As members of the new Buffalo School Board figure out how to work together as a governing body, some unusual alliances are forming around the first major issue before them.
The group’s first discussion about a proposed gender identity policy demonstrated how divided the board remains on the issue, with some members siding with those they disagree with on other topics.
Paulette Woods – one of three newcomers who helped upset the former board majority – has been critical of the policy, questioning whether it robs the majority of students of privacy to accommodate a relative few.
That puts her on the same side of the issue as Carl P. Paladino – and at odds with other board members she seemed aligned with during her campaign.
“I very much agree with him,” she said. “I can’t pass a policy that doesn’t respect 34,000 kids. That’s really the only goal I have. For every child’s rights to be respected.”
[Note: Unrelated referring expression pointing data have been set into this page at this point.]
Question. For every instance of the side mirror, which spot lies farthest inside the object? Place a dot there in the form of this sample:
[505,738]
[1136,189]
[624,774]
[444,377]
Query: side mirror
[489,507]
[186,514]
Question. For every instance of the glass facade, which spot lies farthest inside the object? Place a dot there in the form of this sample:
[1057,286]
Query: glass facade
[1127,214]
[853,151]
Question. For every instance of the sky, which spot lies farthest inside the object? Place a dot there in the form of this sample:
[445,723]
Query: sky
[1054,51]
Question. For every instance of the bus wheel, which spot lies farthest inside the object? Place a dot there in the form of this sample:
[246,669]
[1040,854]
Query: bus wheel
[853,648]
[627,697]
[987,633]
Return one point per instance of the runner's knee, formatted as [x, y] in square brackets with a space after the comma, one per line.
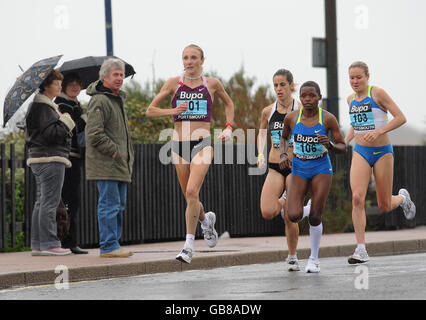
[191, 194]
[357, 200]
[385, 206]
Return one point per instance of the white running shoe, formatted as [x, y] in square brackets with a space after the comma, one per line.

Meanwhile, newcomer Hope Jay traded notes and background material with Larry Quinn, while at the same time going head-to-head with Paladino about his assertion that the policy violates the rights of non-transgender students.
“They’re not a protected class, Carl,” she told him, referring to the groups that are protected under federal civil rights law.
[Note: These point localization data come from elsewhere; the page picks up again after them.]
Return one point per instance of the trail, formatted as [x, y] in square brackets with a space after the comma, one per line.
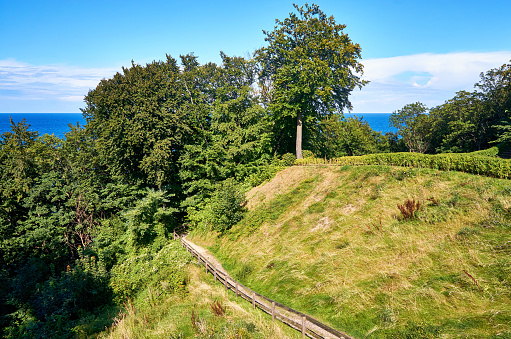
[281, 311]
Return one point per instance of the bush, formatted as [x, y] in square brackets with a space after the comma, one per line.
[307, 154]
[463, 162]
[162, 272]
[288, 159]
[227, 206]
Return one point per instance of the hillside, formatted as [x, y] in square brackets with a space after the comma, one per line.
[332, 242]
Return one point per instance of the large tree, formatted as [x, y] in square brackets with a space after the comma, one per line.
[312, 67]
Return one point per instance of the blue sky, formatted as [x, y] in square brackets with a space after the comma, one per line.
[53, 52]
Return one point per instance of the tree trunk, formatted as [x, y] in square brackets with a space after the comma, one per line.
[299, 135]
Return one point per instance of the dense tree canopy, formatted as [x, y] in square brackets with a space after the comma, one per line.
[312, 66]
[172, 143]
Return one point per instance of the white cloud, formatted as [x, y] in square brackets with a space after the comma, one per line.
[22, 82]
[429, 78]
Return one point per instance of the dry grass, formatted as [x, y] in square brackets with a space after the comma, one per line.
[341, 250]
[206, 310]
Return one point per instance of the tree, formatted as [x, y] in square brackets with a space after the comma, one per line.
[312, 67]
[138, 123]
[414, 125]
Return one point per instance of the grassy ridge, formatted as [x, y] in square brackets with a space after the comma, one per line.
[198, 308]
[335, 245]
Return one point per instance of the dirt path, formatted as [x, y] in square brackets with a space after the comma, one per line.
[209, 257]
[279, 312]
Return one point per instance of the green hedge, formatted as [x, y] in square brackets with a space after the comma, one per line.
[463, 162]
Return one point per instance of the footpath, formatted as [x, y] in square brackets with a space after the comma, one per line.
[304, 323]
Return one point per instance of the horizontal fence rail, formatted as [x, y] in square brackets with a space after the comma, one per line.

How the board navigates the issue could set the political tone for the future, and even shape relationships among its members.
The positions taken on the policy also suggest the new board may not have a clearly formed majority, but rather individuals who will vote based on issues – rather than alliances.
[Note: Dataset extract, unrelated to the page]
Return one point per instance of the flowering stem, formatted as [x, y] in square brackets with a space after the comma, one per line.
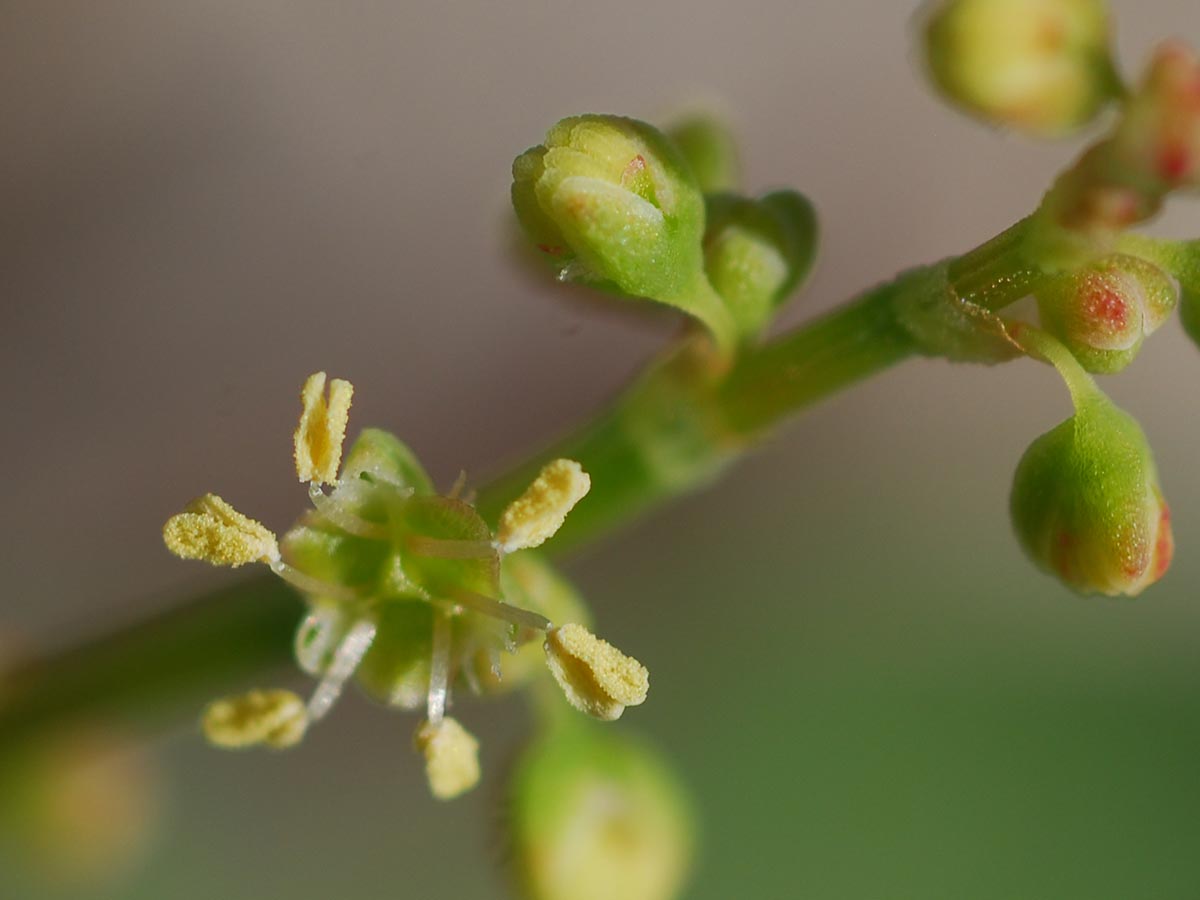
[671, 432]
“None of us take lightly what we’re about to do or what we have to do to be in compliance with the law,” said Vice President Sharon Belton-Cottman, chairwoman of the committee vetting the policy.
That would be a departure from recent years, when the board has been evenly split along ideological lines.
The rift became amplified when Paladino first came on the board in 2013 vowing to fire former Superintendent Pamela C. Brown, who enjoyed the support of the then-majority, a group that also maintained close ties with the Buffalo Teachers Federation.
Then, in 2014, control of the board flipped to a majority that supported reforms such as charter schools and tougher accountability for teachers. Their stance on these unpopular issues ultimately fueled a well-orchestrated and successful effort to oust members aligned with the group.
Many believed the newcomers – who were all endorsed by the teachers union – would fall in line with those incumbents who had been previously aligned against the reform bloc.
But that may not be the case, and as the board moves forward on key issues – including teacher contract negotiations – its members’ stances and allegiances will become more apparent.
The board will continue its discussion of the gender identity policy in coming weeks, soliciting additional feedback from parents and the public.
The policy stemmed from the Obama administration’s directive that every school district in the country must allow transgender students to use bathrooms and other facilities that match the gender they identify with – not the one they are assigned at birth.
It is not clear, however, whether the administration’s directive will hold up in the courts, which have not definitely answered whether federal civil rights law protects transgender people.
Eleven states have filed legal challenges against the schools directive, and last month a federal judge in Texas ruled that the new mandate contradicts existing laws and regulatory policies.